Like Leonid, I am having trouble understanding how trials originally
conducted with adaptive designs can be used for predictive checks if the

simulation dose regimen is not based on the randomly assigned individual

PK parameters. If the original adapted doses ("obtained from the CRF")
are used then the simulated concentrations will not approach the
adaptive design target as they would have done in the original data.
Thus the distribution of simulated concentrations will be wider than the

distribution of observed concentrations (see Bergstrand et al 2009
Example 3 left hand plot).

Traditional visual predictive checks using the original doses will
clearly show that the distributions of observations and simulated
concentrations are different and would wrongly reject an adequate PK

I would expect methods based on statistical predictive checks (PDE
(including SVPC), NPDE) would detect that the distribution of prediction

discrepancies is not as expected (uniform for PDE; normal for NPDE) and
also wrongly reject an adequate PK model.

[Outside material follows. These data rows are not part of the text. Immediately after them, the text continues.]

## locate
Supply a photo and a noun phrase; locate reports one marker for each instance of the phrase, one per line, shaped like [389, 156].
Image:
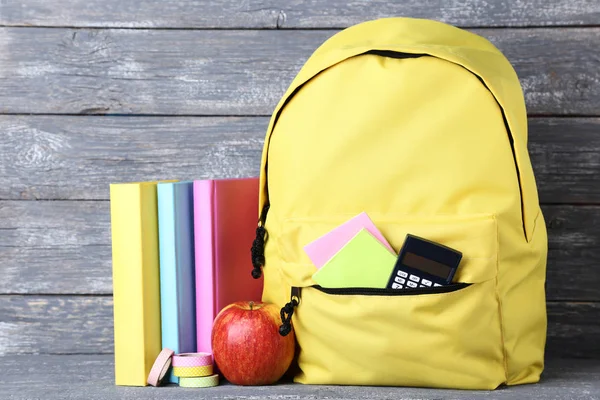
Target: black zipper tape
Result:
[392, 292]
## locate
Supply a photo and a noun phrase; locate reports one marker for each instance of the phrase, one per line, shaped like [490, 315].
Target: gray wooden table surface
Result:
[101, 91]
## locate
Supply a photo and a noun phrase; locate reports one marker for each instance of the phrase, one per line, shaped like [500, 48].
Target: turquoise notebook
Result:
[177, 269]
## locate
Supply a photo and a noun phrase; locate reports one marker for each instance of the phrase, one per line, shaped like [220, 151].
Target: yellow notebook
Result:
[136, 290]
[362, 262]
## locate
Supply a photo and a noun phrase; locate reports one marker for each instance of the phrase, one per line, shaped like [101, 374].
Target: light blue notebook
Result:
[177, 269]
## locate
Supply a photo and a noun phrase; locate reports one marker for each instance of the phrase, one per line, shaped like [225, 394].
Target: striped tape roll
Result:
[188, 372]
[192, 359]
[205, 381]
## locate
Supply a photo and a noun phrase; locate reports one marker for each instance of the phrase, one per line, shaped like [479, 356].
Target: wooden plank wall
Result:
[99, 91]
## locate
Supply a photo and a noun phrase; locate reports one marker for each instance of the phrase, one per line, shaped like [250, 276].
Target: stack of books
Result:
[181, 253]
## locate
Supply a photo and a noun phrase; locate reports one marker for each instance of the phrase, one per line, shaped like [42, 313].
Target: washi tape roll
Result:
[187, 372]
[192, 360]
[160, 367]
[205, 381]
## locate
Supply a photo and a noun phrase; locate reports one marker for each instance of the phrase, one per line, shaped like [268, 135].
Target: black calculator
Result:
[423, 263]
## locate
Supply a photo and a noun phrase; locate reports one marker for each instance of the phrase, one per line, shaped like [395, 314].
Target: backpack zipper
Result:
[392, 292]
[258, 245]
[287, 311]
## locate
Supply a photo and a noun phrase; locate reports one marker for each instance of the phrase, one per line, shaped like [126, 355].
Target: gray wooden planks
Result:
[244, 72]
[62, 247]
[91, 377]
[84, 324]
[291, 14]
[56, 325]
[75, 157]
[66, 157]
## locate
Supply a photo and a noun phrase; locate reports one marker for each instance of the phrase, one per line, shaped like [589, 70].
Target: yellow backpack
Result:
[423, 126]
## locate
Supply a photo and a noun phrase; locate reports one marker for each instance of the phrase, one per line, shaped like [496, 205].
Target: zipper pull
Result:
[287, 311]
[258, 246]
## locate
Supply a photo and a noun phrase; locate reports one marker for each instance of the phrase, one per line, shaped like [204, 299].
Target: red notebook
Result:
[225, 220]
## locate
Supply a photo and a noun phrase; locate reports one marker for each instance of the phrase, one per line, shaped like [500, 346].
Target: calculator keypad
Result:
[400, 281]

PRED-corrected VPCs will not detect a difference between the
PRED-corrected simulated concentrations and the PRED-corrected
observations. This is because the PRED correction process is equivalent
to normalizing all subjects to the same dose at each time point. For a
linear PK model the variability in concs will have all the dose
information removed and thus the adaptive changes in dose become
irrelevant. Note that the PRED-corrected 'observations' will be quite
different from the original observations and the trend of the
PRED-corrected 'observations' variability will be quite unlike that seen

in the data (see Bergstrand et al 2009 Example 3 right hand plot). This
could be confusing but it should not lead to wrongly rejecting an
adequate model.

If the simulations are done using an adaptive dosing algorithm that is
similar to that used in the original study then the statistical
predictive checks and visual predictive checks (without or with
PRED-correction) should not reject an adequate PK model.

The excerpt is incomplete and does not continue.